DIRECTOR: LUC & JEAN-PIERRE DARDENNE
CAST: OLIVIER BONNAUD, IDIR BEN ADDI, MYRIEM AKHEDDIOU
CERTIFICATE TBC; 90 MINUTES
FRANCE 2019; ENGLISH SUBTITLES
CURZON HOME CINEMA
REVIEW by KATHLEEN BONDAR
The futility of circumstances in Young Ahmed (Le Jeune Ahmed), winner of Best Director at Cannes, directed by the Dardenne brothers Jean-Pierre and Luc Dardenne, is akin to a Greek tragedy. Fuelled with thoughts of “what if” and “if only” we witness fourteen-year-old Ahmed, a fatherless Muslim, swept along by a charismatic, radical Iman at the local mosque. Ahmed is just at that age when he needs to cut the apron strings with his modern mother who, to Ahmed’s dismay, drinks the occasional glass of wine and doesn’t wear a hijab. The timing is perfect for radicalisation.
The bulk of Ahmed’s consternation is directed at his Arabic teacher, a thought provoking, earnest French woman. Encouraged by the Iman to believe his teacher is untrue to Islam, he attempts to kill her, and ends up in juvenile detention and assigned to farm work. Throughout his sentence, Ahmed, stays true to his convictions, concealing his determination to kill the “apostate”.
At the farm he meets the farmer’s daughter Louise. Their attraction is mutual, but Ahmed resists Louise’s casual advances. According to his religious conscience, Ahmed suggests Louise convert to Islam in order to mitigate Ahmed’s crime – desire for a non-Muslim. Bemused, Louise shrugs him off. Why a young girl, the same age (perhaps 14) as Ahmed, is left alone with a young jihadist, only the French juvenile penal system can answer.
The young actors steal this film. Ahmed is played with detached precision by Idir Ben Addi whilst Victoria Bluck plays Louise with natural insouciance. The camera follows Ahmed throughout the film. The young actor behaves in a two-dimensional manner; his emotions are concealed; he is determined and cold.

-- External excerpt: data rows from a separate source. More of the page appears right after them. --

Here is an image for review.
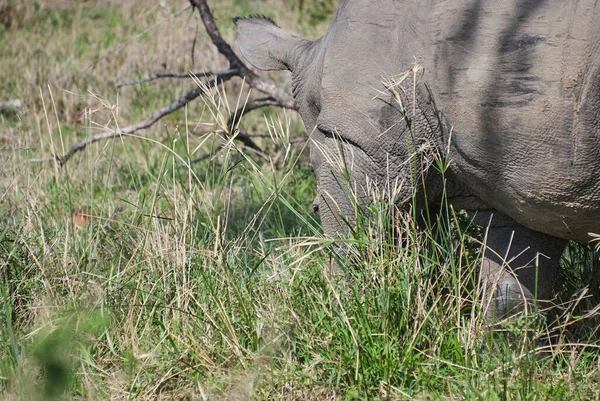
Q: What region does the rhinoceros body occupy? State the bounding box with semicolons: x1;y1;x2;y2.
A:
235;0;600;316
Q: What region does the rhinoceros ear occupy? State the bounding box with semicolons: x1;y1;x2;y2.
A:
234;15;308;72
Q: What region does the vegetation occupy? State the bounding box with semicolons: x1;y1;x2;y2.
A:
1;1;599;399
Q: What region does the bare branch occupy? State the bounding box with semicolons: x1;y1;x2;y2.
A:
189;0;247;71
56;74;237;165
116;69;239;88
27;2;298;168
189;0;296;110
226;97;288;148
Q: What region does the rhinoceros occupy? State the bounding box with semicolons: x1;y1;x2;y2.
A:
234;0;600;317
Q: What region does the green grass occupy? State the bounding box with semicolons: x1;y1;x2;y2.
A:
1;1;600;400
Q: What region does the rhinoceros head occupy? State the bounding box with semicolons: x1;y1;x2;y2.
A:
235;10;442;240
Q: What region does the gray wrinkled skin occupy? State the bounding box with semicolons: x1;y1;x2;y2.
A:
235;0;600;318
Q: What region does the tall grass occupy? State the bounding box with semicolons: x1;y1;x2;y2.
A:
1;1;600;400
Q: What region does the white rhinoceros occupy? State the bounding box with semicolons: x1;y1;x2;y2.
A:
235;0;600;317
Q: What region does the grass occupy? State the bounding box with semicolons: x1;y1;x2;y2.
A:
1;1;600;400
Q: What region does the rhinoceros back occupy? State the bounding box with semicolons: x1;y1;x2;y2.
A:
426;0;600;241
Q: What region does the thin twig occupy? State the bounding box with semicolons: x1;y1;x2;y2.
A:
242;134;306;144
183;97;290;166
226;97;287;149
55;74;235;165
27;1;298;168
241;142;269;159
191;19;199;67
116;69;239;88
180;135;268;168
185;146;221;165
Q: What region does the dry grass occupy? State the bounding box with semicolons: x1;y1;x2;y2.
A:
0;0;317;169
1;1;600;400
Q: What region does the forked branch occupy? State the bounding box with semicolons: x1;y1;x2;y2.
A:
188;0;295;108
32;1;296;167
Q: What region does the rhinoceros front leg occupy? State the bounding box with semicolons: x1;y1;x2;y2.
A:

Somehow Jean-Pierre and Luc Dardenne manage to convey so much meaning and emotion from this detached performance.
Perhaps inadvertently, the gender division in Young Ahmed, is most striking. The men who safeguard Ahmed, most notably the prison warders and social workers tread a fine line between watching out for Ahmed’s delinquency and his well-being. But in the scheme of things, the male characters are side-lined, even the Iman who plays the catalyst.
Curiously, Ahmed’s fanatical retribution isn’t directed at men. Ahmed embraces the inherent misogyny critical to religious extremism, and yet, ironically, it is the women Ahmed needs most: his mother’s love and his teacher’s forgiveness. What is striking about Young Ahmed, is the caring and generous nature of the key women involved in this drama: Ahmed‘s mother, Ahmed’s Arabic teacher and Louise. In his time of need Ahmed realises the women, once loathed as apostates, are his redeemers. Ending with a long blackout before the credits roll and a haunting Schubert piano sonata, this realisation feels all the more poignant.